Der oppositionellen FDP reichen Worte und der Appell an den gesamtgesellschaftlichen Zusammenhalt nicht aus. Fraktionsvize Nico Weinmann spricht sich für „ein entschiedenes Vorgehen der Sicherheitsbehörden“ und ein „konsequentes Unterbinden der Nutzung antisemitischer Symbole auf Demonstrationen“ aus. Nötig sei auch, die Justiz im Bereich der Hasskriminalität deutlich zu stärken. Innenminister Thomas Strobl (CDU) wirft Weinmann einen „inhaltsleeren Kurs vor“. Den ressortübergreifenden Kabinettsausschuss gegen Hass und Hetze, auf den Strobl und die grün-schwarze Koalition große Hoffnungen setzen, hält die FDP für wirkungslos.

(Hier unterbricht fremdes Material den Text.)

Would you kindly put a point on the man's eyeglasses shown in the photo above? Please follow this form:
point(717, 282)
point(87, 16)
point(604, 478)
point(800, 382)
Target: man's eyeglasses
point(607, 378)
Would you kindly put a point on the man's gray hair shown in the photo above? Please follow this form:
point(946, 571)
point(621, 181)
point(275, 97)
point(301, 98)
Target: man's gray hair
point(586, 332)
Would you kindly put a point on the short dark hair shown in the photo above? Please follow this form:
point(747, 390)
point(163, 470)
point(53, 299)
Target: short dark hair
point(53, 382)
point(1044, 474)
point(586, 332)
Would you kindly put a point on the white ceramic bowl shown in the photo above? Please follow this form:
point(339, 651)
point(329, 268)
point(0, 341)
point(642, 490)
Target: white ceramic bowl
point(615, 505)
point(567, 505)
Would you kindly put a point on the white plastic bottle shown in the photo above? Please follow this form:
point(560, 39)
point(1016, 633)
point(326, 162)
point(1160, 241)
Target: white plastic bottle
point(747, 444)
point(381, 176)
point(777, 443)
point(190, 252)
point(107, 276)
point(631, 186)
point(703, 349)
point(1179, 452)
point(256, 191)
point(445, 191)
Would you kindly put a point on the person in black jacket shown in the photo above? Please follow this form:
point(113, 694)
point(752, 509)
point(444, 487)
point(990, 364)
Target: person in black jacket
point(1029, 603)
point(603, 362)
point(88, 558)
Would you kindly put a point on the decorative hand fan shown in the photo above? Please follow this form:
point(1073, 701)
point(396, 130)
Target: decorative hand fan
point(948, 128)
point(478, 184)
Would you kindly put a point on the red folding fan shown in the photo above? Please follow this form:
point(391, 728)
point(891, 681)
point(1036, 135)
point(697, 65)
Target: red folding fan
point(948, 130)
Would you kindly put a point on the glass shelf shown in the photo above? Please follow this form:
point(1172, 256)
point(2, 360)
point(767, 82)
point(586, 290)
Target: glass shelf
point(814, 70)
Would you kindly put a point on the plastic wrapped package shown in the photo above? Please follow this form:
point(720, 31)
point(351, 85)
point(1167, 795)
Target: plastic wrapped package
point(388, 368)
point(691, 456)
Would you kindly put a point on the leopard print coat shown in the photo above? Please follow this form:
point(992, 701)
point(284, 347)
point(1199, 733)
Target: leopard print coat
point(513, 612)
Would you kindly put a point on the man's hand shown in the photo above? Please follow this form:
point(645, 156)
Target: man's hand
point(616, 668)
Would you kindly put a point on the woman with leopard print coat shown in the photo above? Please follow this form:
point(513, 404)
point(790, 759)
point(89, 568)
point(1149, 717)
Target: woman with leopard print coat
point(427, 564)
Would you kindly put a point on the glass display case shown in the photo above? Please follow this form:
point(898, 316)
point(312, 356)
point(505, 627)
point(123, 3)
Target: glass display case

SPD hat genug von „Sonntagsreden“

Konkretes Handeln statt „Sonntagsreden“ verlangt auch die SPD. Ihr Verfassungsschutzexperte Boris Weirauch erinnert an 40 offene Haftbefehle gegen Rechtsextremisten. 35 „aktenkundige Rechtsextremisten“ dürfen Weirauch zufolge „mit staatlicher Erlaubnis immer noch Schusswaffen besitzen". Das nennt der Abgeordnete „ein Sicherheitsrisiko“. Er erinnert daran, dass Strobl schon im Juni 2021 eine Schutzverordnung für jüdische Einrichtungen angekündigt habe. „Bisher ist nichts passiert, Strobl muss jetzt endlich seine Hausaufgaben machen und liefern“, sagt Weirauch.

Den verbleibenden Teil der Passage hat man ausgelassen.